More than 80% of blue chip stocks rose after the festival, and the Shanghai stock index opened in the morning

After the opening of the Spring Festival, more than 80% of the stocks rose, and the Shanghai stock index rose for three consecutive days. During this period, although the market once had a sharp shock, the overall performance was commendable. Blue chips replaced track stocks, with a strong trend. Some experts believe that the period from the Spring Festival to the two sessions may be a rebound window period.

more than 80% of stocks rose

On February 9, the A-share market rose again, and the Shanghai Composite Index rose 0.79%. So far, since the opening of the market after the festival, the Shanghai stock index has achieved three consecutive positives, with a cumulative increase of 3.53%, and the Shenzhen Component Index and the Shanghai and Shenzhen 300 index have increased by 1.53% and 1.93% respectively. Statistics show that more than 4000 stocks rose in the A-share market after the festival, accounting for more than 80%, and the market performance was better than expected.

However, it was not plain sailing. The market once fluctuated sharply, and the differentiation between different indexes was more obvious. The gem index fell more than 4% in the session on February 8, and fell 0.87% after the festival.

This is also reflected in the obvious differentiation between sectors. After the festival, Chinese prefix stocks led the rise. For example, China Mobile A shares with a market value of trillions achieved three consecutive positives and closed at the limit yesterday. Coal, steel, oil and other sectors performed well. The new energy sector was once significantly adjusted.

GUI Haoming, a senior market person, pointed out that the changes in the market after the festival, including the simultaneous rise of blue chip stocks and the adjustment of track stocks, as well as the performance differentiation of technology stocks and infrastructure stocks, had appeared before the festival. The valuation of track stocks is high after a continuous sharp rise, and the growth needs to be verified by high performance growth. In addition, relevant parties proposed that the infrastructure should be moderately advanced, and the performance of infrastructure stocks was still good.

Liu Chenming, chief strategist of Tianfeng Securities Co.Ltd(601162) told the securities times that under the unfavorable start of January this year, the market has high expectations for the rebound after the festival; However, this week, the rebound of growth stocks was slightly lower than expected, and the performance of heavy institutional stocks was poor. Under the condition of large financial support, the market continued to shrink, and the funds were still hovering in the field of undervaluation, indicating that the overall confidence of the market was still insufficient.

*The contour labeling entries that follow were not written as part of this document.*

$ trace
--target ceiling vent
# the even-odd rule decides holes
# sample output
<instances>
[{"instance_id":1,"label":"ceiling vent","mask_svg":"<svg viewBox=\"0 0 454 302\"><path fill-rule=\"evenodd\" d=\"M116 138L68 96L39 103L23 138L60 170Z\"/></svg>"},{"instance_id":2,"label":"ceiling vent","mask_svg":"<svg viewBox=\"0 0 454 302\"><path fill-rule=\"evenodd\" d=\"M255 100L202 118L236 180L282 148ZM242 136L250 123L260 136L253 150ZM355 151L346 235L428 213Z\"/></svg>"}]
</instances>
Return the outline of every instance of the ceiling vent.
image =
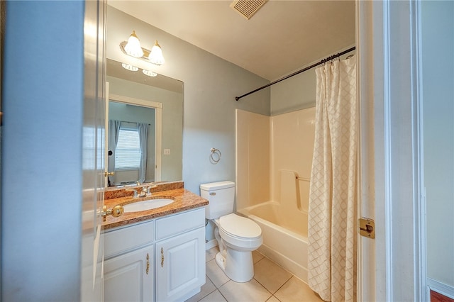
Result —
<instances>
[{"instance_id":1,"label":"ceiling vent","mask_svg":"<svg viewBox=\"0 0 454 302\"><path fill-rule=\"evenodd\" d=\"M249 20L265 2L265 0L235 0L230 4L230 7Z\"/></svg>"}]
</instances>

rebound window period or open

Although there was a large shock in the post holiday market, all funds are relatively stable at present. From the perspective of northward funds, the net buying trend was regained after the festival, with a cumulative net buying of more than 5 billion yuan in three trading days.

In an interview with the securities times, Chen Guo, chief strategy officer, pointed out that the overall risk appetite of the market is low, and there is still some uncertainty in the follow-up trend of US bond interest rate, which suppresses the composition stage of high valuation sectors, so the direction of steady growth benefits will stabilize and rebound first. If the growth of the first quarterly report can exceed expectations, growth stocks will rebound later, Generally speaking, there is a rebound window period from the Spring Festival to the two sessions.

Liu Chenming believes that the return of risk appetite is a necessary condition for the subsequent recovery of market profit-making effect. The biggest concern of the current market is the effect of steady growth. The effect of steady growth is most intuitively reflected in credit, that is, the financing preference of the real economy. Historical data also show that the credit cycle directly determines the direction of A-share valuation. On the one hand, the credit cycle determines the current residual liquidity; On the other hand, the credit cycle directly affects the profit expectation of enterprises.

Liu Chenming believes that at present, the market is still in the signal stage of wide currency. Once credit begins to expand, systemic risk concerns are eliminated and market confidence returns, it is expected to usher in a wave of considerable rising opportunities. In terms of industries, there are two main directions to directly benefit from broad credit. One is the direction of emerging industries jointly supported by policies and prosperity, especially the new infrastructure construction focused on special bonds, such as 5g application, Internet of things and new energy industry chain; The second is the direction related to steady growth and improving people's livelihood, such as central enterprises with financing advantages, state-owned real estate enterprises, transportation and water conservancy projects.

GUI Haoming believes that it is still difficult to determine the style orientation of the market this year. He is more inclined to interpret the market in a relatively balanced manner, with each sector rising in turn. He pointed out that since this year, the market has been under great adjustment pressure, but the market can pull back at every critical moment, indicating that the market is full of resilience.